Bitcoin transactions will get more expensive over time unless bitcoin changes their code

other events could precipitate a decrease in power used per bitcoin transaction.

[–] Overzeetop 4 points 11 months ago (1 children)

Again, it would take a substantial change to the code or reality. The options are to change the block size (more transactions per block), alter the difficulty curve (which is intended to limit growth in the limited bitcoin supply), alter the way blocks are solved (massive theoretical mathematical breakthrough or, possibly, a move from asic to quantum computing), or switch away from proof of work. The first increases the storage of the blockchain (substantially for a substantial reduction), rewrite - and get approval - to change the difficulty steps which had been a hallmark of the system, the third is magical thinking, and the fourth completely undermines the egalitarian ethos of the coin.

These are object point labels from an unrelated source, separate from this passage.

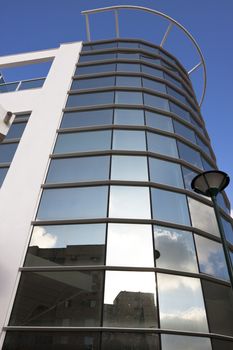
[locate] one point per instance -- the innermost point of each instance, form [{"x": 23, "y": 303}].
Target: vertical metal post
[
  {"x": 224, "y": 243},
  {"x": 166, "y": 34},
  {"x": 87, "y": 28},
  {"x": 117, "y": 24}
]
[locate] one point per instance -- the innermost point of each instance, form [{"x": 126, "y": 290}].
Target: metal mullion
[
  {"x": 201, "y": 276},
  {"x": 129, "y": 152},
  {"x": 125, "y": 221}
]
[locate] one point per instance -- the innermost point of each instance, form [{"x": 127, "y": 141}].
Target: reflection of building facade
[
  {"x": 137, "y": 309},
  {"x": 85, "y": 211},
  {"x": 71, "y": 255}
]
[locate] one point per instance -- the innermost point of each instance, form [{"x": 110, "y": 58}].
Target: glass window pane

I’ve heard of no substantive move on any front to alter the plan because, for now, it working. And the true believers are generally libertarians who have faith that market forces will correct any shortcomings organically. This usually results in everything working perfectly right up until it doesn’t, at which point the wheels come off and the bus slams into the class of kindergarteners crossing the road.

[–] commie@lemmy.dbzer0.com 2 points 11 months ago (1 children)

the network is self-adjusting. if hash power begins to decrease, the network will decrease difficulty to maintain the target of 10 minute block times. lots of things could lead to decreased hash power. the whole network could be run with a cleverly configured raspberry pi

[–] Overzeetop 1 points 11 months ago

the whole network could be run with a cleverly configured raspberry pi

Which would defeat the entire purpose of a distributed blockchain. I'm ribbing you, of course, on that ;-) Bitcoin was not built for efficiency and the very basis of distributed proof of work trades efficiency for security. The more "successful" it gets, the larger the incentive to waste power in a fight to win each block reward becomes - by design.